Not content to develop just one innovative educational program, Joe also secured two major NEH grants with which he founded the Perspectives Program. There our students – and our faculty – engage in a serious way the question, ‘What is the best way to live?’ Students’ complacent assumptions are challenged by their encounters with the great thinkers not only from philosophy and theology, but also from natural and social sciences, from literature, architecture and music. The real genius of this program was that Joe Flanagan did not create it himself. Instead, he created a community that would create it. His great discovery was how to make academic planning a work of creativity, providing an environment for faculty to come together and talk about books they treasured. The structures of the Perspectives Program at Boston College emerged only after long periods of respectful debate, conversation and mutual education among faculty that blossomed into deep friendships, and the Perspectives Program flowed out of those friendships.
He pushed many of us past what we thought were our limits, to collaborate with him in bringing about these great programs and projects. We used to call him Euclid, after the famous Greek geometer. The Greek Euclid would begin his theorems by saying, ‘Let there be a line or a triangle or a figure with such and such specifications’, and would then proceed to work out the proofs. Joe Flanagan, the Boston College Euclid, used to say ‘Let there be a program, a conference or a fellowship or a journal’, and then recruit us, his friends, to work out the details. And he always seemed innocently amazed at how many details there were for the rest of us to work out while he watched.

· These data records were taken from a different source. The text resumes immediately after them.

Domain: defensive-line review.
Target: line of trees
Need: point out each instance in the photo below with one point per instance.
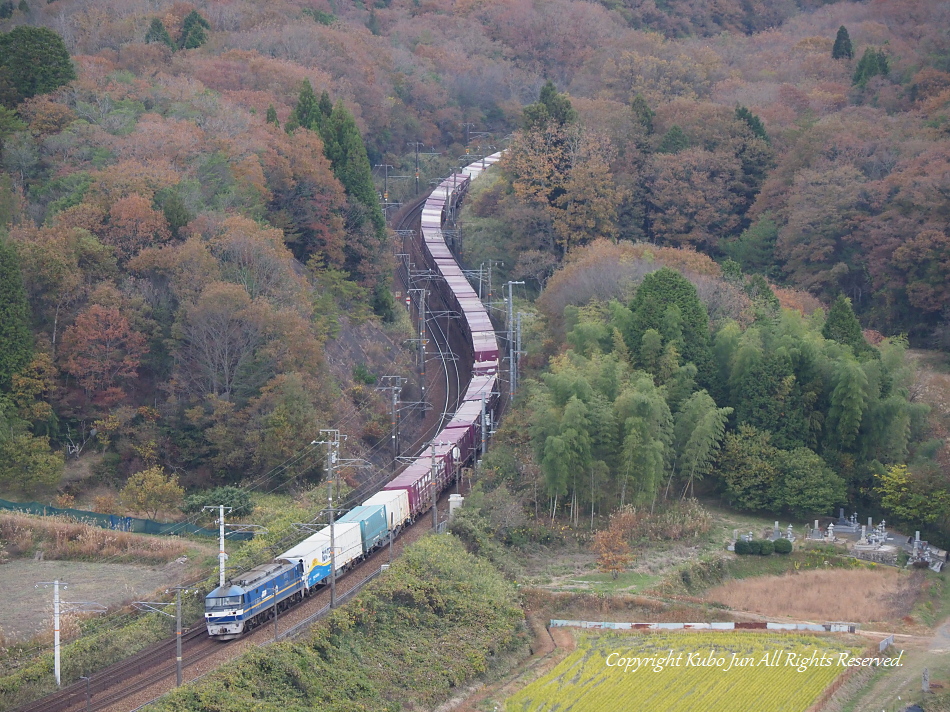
(780, 412)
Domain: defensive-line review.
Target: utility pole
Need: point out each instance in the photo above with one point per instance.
(332, 442)
(177, 636)
(435, 488)
(394, 388)
(422, 348)
(490, 263)
(222, 556)
(157, 607)
(55, 584)
(416, 145)
(484, 427)
(511, 345)
(517, 359)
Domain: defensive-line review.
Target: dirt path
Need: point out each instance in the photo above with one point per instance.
(896, 689)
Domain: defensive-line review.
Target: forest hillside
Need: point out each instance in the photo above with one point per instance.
(187, 200)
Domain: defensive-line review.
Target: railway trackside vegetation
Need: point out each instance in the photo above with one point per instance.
(589, 679)
(438, 619)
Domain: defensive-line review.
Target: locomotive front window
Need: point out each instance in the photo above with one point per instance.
(224, 602)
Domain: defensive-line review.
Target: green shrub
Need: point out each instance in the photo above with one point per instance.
(783, 546)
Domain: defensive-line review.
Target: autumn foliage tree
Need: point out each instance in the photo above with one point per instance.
(102, 351)
(152, 491)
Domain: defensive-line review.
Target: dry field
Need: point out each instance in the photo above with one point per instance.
(63, 539)
(28, 611)
(855, 595)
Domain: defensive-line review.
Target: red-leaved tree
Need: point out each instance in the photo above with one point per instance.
(102, 351)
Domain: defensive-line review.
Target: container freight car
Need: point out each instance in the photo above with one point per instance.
(237, 607)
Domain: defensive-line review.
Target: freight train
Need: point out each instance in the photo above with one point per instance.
(253, 598)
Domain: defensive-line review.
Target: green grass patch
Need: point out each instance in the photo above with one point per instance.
(585, 682)
(627, 582)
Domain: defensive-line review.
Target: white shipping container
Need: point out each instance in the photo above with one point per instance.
(397, 505)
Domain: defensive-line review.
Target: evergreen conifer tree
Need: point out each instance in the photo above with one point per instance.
(347, 153)
(842, 326)
(551, 108)
(842, 48)
(306, 112)
(651, 310)
(158, 33)
(35, 61)
(643, 113)
(16, 339)
(673, 141)
(325, 105)
(193, 31)
(753, 122)
(372, 24)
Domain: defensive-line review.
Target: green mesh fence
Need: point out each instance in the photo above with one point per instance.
(124, 524)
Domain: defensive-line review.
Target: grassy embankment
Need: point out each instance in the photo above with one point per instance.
(439, 618)
(27, 673)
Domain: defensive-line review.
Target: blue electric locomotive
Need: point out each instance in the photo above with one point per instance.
(233, 609)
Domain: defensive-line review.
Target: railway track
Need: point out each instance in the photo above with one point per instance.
(144, 677)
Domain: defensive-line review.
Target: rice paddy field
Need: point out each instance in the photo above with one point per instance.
(715, 671)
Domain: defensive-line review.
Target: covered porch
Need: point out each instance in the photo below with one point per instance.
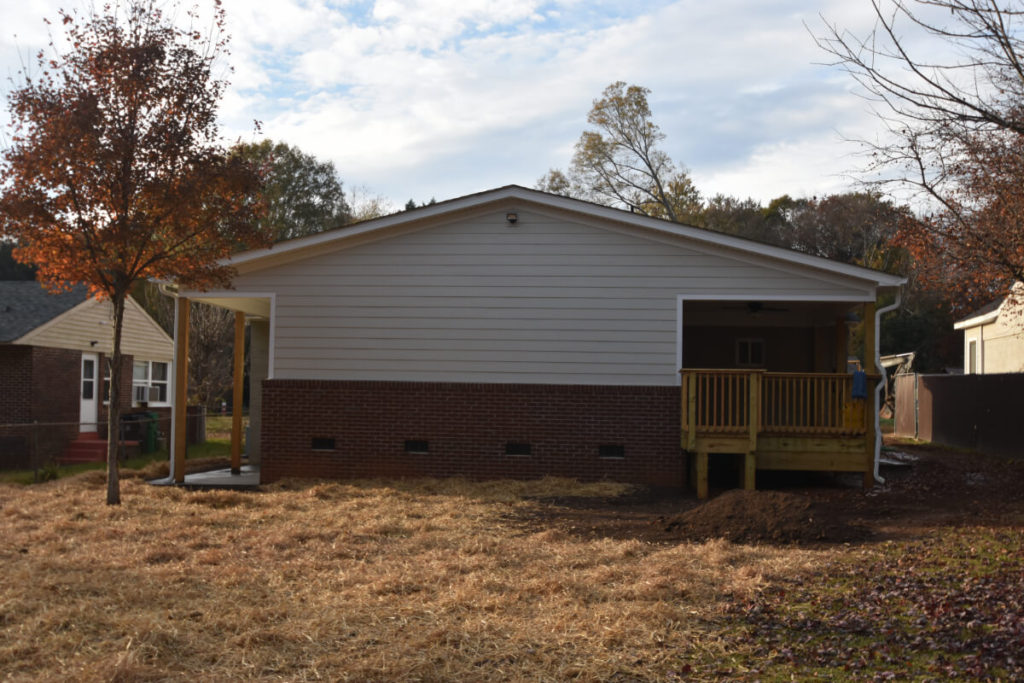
(774, 384)
(253, 311)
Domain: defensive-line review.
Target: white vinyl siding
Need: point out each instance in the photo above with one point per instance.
(549, 300)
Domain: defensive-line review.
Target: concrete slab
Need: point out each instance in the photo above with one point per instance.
(247, 479)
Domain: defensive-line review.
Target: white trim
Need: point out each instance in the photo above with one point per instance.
(679, 339)
(89, 423)
(756, 296)
(271, 298)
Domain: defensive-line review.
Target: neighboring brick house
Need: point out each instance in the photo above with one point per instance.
(515, 334)
(53, 360)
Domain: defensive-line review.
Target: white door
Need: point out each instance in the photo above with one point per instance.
(89, 392)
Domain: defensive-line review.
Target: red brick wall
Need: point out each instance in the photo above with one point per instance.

But I think people most remember Joe Flanagan for his prolific generosity. Without a second thought, he would drive visiting scholars to Star Market to buy food or personal items. He spent his so-called leisure time taking people to share the natural beauties he loved best – scenic tours of the Massachusetts seashores or on expeditions climbing his beloved New Hampshire mountains or trips to Brighams in order to enjoy the ecstasy of what he called the Prime Analogate of vanilla ice cream. Always he was there with that beaming leprechaun of a smile and that infectious cackle of a laugh, often directed at no one other than himself.
Joe Flanagan truly embodied the Jesuit motto of finding God in all things, whether in philosophy or scientific discoveries or artistic masterpieces or natural beauty or the amazed faces of his students or the presence of family and friends. He would exuberantly tell us about some new book he had just begun to read, and how it had given him an insight that ‘completely reorganized my whole horizon of thinking’. Of course he seemed to have one of these insights just about every week. I am sure that now he has found that ultimate reorganization of his horizon that his relentless mind and heart were always seeking. Upon hearing of his death, one of Fr Joseph Flanagan’s former students emailed to say that she remembered him teaching that there were only two kinds of stories in all of literature: up stories and down stories. Surely the life of Joe Flanagan was an up story. And the ‘up’ of his story was wonder and love.